• Yasuki Sakurai

公衆衛生とリベラルな価値観は相性が悪いですね・・・。


今は毎時間のように感染者数と死者数、その後の予測が数字とグラフで示され、医療崩壊の映像がメディアで報道され、私たちはこうなってはいけないと自粛を続けています。

同時に、このような社会状況を続けた結果の失業者数、それによって貧困に陥り生活に行き詰まって心身に不調を来たす人、自殺をする人の予想が示され、それらも同様に日々メディアで可視化してほしいと思います。

これらのリスクもコロナと同様に考え報道すべきではと思います。

そして双方のリスクに対して、私たちはこの感染症のリスクをどう徹底的に避けるかではなく、どの程度引き受け、どう付き合うかということになるのではと思います。
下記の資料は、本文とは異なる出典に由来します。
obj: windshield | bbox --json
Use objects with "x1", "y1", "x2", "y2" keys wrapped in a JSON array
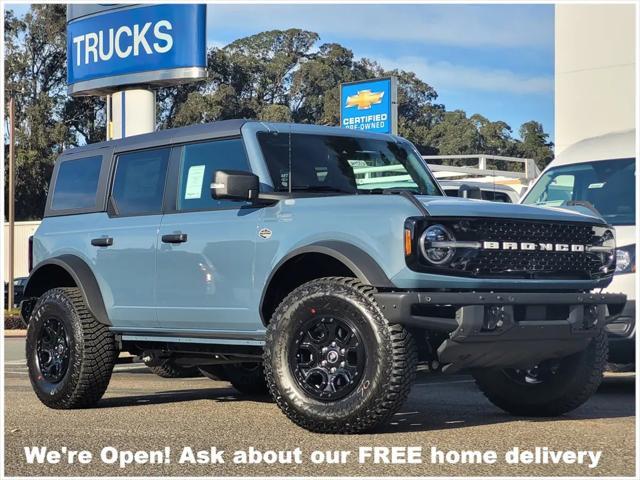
[
  {"x1": 522, "y1": 158, "x2": 636, "y2": 225},
  {"x1": 257, "y1": 132, "x2": 441, "y2": 195}
]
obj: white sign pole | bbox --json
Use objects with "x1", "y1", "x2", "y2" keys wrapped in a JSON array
[{"x1": 110, "y1": 89, "x2": 156, "y2": 139}]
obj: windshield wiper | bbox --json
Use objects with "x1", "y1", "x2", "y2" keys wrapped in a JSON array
[{"x1": 290, "y1": 185, "x2": 355, "y2": 194}]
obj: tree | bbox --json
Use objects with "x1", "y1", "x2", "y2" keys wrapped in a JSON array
[
  {"x1": 470, "y1": 114, "x2": 513, "y2": 155},
  {"x1": 392, "y1": 70, "x2": 444, "y2": 153},
  {"x1": 5, "y1": 5, "x2": 69, "y2": 221},
  {"x1": 517, "y1": 120, "x2": 554, "y2": 169},
  {"x1": 4, "y1": 5, "x2": 106, "y2": 220},
  {"x1": 290, "y1": 42, "x2": 373, "y2": 125},
  {"x1": 165, "y1": 29, "x2": 321, "y2": 127},
  {"x1": 426, "y1": 110, "x2": 482, "y2": 155},
  {"x1": 226, "y1": 29, "x2": 319, "y2": 105},
  {"x1": 259, "y1": 104, "x2": 293, "y2": 122}
]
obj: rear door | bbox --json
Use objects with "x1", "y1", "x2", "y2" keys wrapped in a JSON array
[
  {"x1": 92, "y1": 146, "x2": 170, "y2": 330},
  {"x1": 155, "y1": 137, "x2": 262, "y2": 334}
]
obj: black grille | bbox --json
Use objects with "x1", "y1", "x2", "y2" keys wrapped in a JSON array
[
  {"x1": 463, "y1": 249, "x2": 603, "y2": 279},
  {"x1": 414, "y1": 218, "x2": 613, "y2": 280},
  {"x1": 472, "y1": 220, "x2": 595, "y2": 245}
]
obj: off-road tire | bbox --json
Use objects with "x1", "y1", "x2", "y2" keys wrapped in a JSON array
[
  {"x1": 264, "y1": 277, "x2": 417, "y2": 434},
  {"x1": 200, "y1": 363, "x2": 268, "y2": 395},
  {"x1": 146, "y1": 359, "x2": 201, "y2": 378},
  {"x1": 473, "y1": 330, "x2": 608, "y2": 416},
  {"x1": 26, "y1": 287, "x2": 117, "y2": 408}
]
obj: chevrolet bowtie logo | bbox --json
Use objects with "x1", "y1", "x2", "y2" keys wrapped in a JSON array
[{"x1": 345, "y1": 89, "x2": 384, "y2": 110}]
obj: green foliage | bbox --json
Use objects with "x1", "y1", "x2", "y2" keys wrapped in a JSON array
[
  {"x1": 5, "y1": 6, "x2": 554, "y2": 221},
  {"x1": 517, "y1": 121, "x2": 554, "y2": 169},
  {"x1": 4, "y1": 5, "x2": 105, "y2": 220},
  {"x1": 259, "y1": 104, "x2": 293, "y2": 122},
  {"x1": 427, "y1": 110, "x2": 483, "y2": 155}
]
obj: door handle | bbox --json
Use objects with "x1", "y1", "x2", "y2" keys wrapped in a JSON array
[
  {"x1": 161, "y1": 233, "x2": 188, "y2": 244},
  {"x1": 91, "y1": 237, "x2": 113, "y2": 247}
]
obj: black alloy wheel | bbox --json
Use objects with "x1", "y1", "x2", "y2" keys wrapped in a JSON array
[
  {"x1": 27, "y1": 287, "x2": 117, "y2": 409},
  {"x1": 36, "y1": 317, "x2": 70, "y2": 383},
  {"x1": 290, "y1": 315, "x2": 366, "y2": 401},
  {"x1": 264, "y1": 277, "x2": 418, "y2": 433}
]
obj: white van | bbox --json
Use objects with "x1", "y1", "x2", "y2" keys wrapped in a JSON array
[{"x1": 521, "y1": 130, "x2": 636, "y2": 364}]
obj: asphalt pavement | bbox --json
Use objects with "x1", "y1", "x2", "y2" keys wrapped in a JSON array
[{"x1": 4, "y1": 336, "x2": 636, "y2": 477}]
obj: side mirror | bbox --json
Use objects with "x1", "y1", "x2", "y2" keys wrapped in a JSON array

「不要不急」という言葉の先に感じたことがあります。私たちは「不要不急」の外出を避けろと言われていますが、「不要不急」と言われたその先に、仕事をしている人たちがいて、その仕事をしている人たちにとって、その場所は「不要不急」どころか、「必要火急」です。

そして、その生活が回らなくなれば当然かれらの命は真綿で首を絞められるように危険に晒されていきます。

「命と経済」の話ではなく「命と命」の問題です。

「感染リスクを下げる行動は善」「感染リスクを上げる行動は悪」そしてその背後には医療崩壊をさせてはならない、亡くなる人をできる限り出してはらないということからの思い。

これはあまりに正しすぎて反対することができません。医療崩壊はしないほうがいいし、亡くなる人は少ないほうがいいに決まっていると思います。


インフルエンザの感染者数は国内で推定1000万人、死者は1万人と言われています。

でもその事実を知っていても、私たちは生活を止めようとは思わない。なぜなら私たちはそのリスクをある程度回避しつつ、それらがもたらす危険を受け入れて生きていくしかないからです。

生きるということは、不測の事態とともに生活するということだと思います。もちろんそれを甘んじて引き受ければいいというわけではないし、それを避けるための努力をしなければいけないと思います。


でも最大限のリスクヘッジをした結果、社会が死んだら意味がありません。


出口が見えないまま元気な人の生活を止め続けた結果、社会全体が「廃用症候群」のようにならないことを願います。